We’ve been generally advised that unless you know where you’re going, the CNGs tend to take advantage of you, while cabs are often not safe (they have a habit of taking people to get mugged).  Thus, rickshaws have been our main mode of transportation.  They’re all wonderfully brightly colored, with all kinds of decorations on the place where one sits.  When it isn’t raining, the tops are pulled back, folded like a fan, and I can sit up straight, and if it rains, they can be pulled forward and opened.  Though I then have to slump so I don’t hit my head, it seems a fair trade off for not getting wet and walking in the muck.

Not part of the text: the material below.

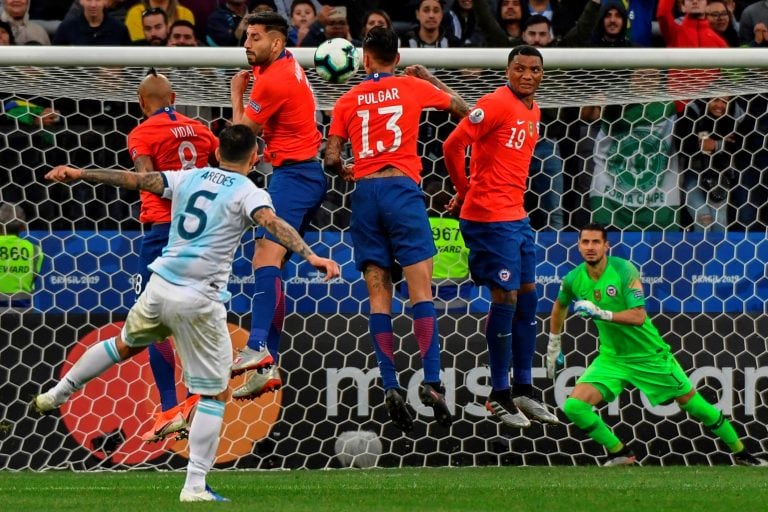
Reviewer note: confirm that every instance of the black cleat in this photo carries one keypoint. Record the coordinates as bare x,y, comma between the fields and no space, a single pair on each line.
433,395
399,411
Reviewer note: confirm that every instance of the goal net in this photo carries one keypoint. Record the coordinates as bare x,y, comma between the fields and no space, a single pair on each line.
613,148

Our first rickshaw ride ended up being more of a tour of our area at night, when the poor driver/bicyclist (whatever he’s called) had no idea where the road we wanted to go to was.  He asked directions after directions, and we went all over before finally reaching our destination.  Other than that though, rickshaws have been pretty easy to take.  They tend to demand more from us than they would of Bangladeshis, but can usually be bargained down to a more reasonable price; if one rickshaw driver refuses to take you at the price you demand, eventually another will.

There was one slightly amusing incident where about ten of them asked, all next to each other and consecutively, if we would pay 100bdt to get where we were going.  Despite saying no each time, they seemed to think that if they just asked again, we’d say yes (we didn’t; finally one agreed to 50bdt, still more than locals would’ve paid).  I was initially worried about riding rickshaws in the rain, but I actually stayed drier in the rickshaw than I had under my umbrella.  The driver had a tarp over the seat, so it was dry, and then after I climbed on he kind of tucked me in with the tarp, which I then held up in front of me, and stayed completely dry.

We’ve tried walking a few times to various places, and though the walks aren’t long (up to half an hour), and often take as long as it would by rickshaw (due to the insane traffic), it’s so extremely hot under all our salwar-kameez clothing that we’ve basically decided it’s best just to rickshaw.  Anytime after it gets dark, one of the two late middle-aged men who act as security for our apartment goes and gets a rickshaw for us, though we wouldn’t ride one alone at night or anytime after about 10:30pm.  Luckily, our new expat friends have been very generous with their drivers, and we haven’t found ourselves in a pickle yet.

Overall though, I’ve found Dhaka to be an extremely colorful, welcoming place.

No matter how poor the people we see are, their clothes are always brightly colored with pretty patterns. Though we get stared at and asked “what country??” quite frequently, there does not seem to be the overt jeering and cat calls of Latin America (though perhaps that’s just due to my lack of Bangla).

I’m looking forward to this visit in Sylhet – more on that and the Itadi filming when I’m back!  Much love to you all, hope everyone’s enjoying their summers!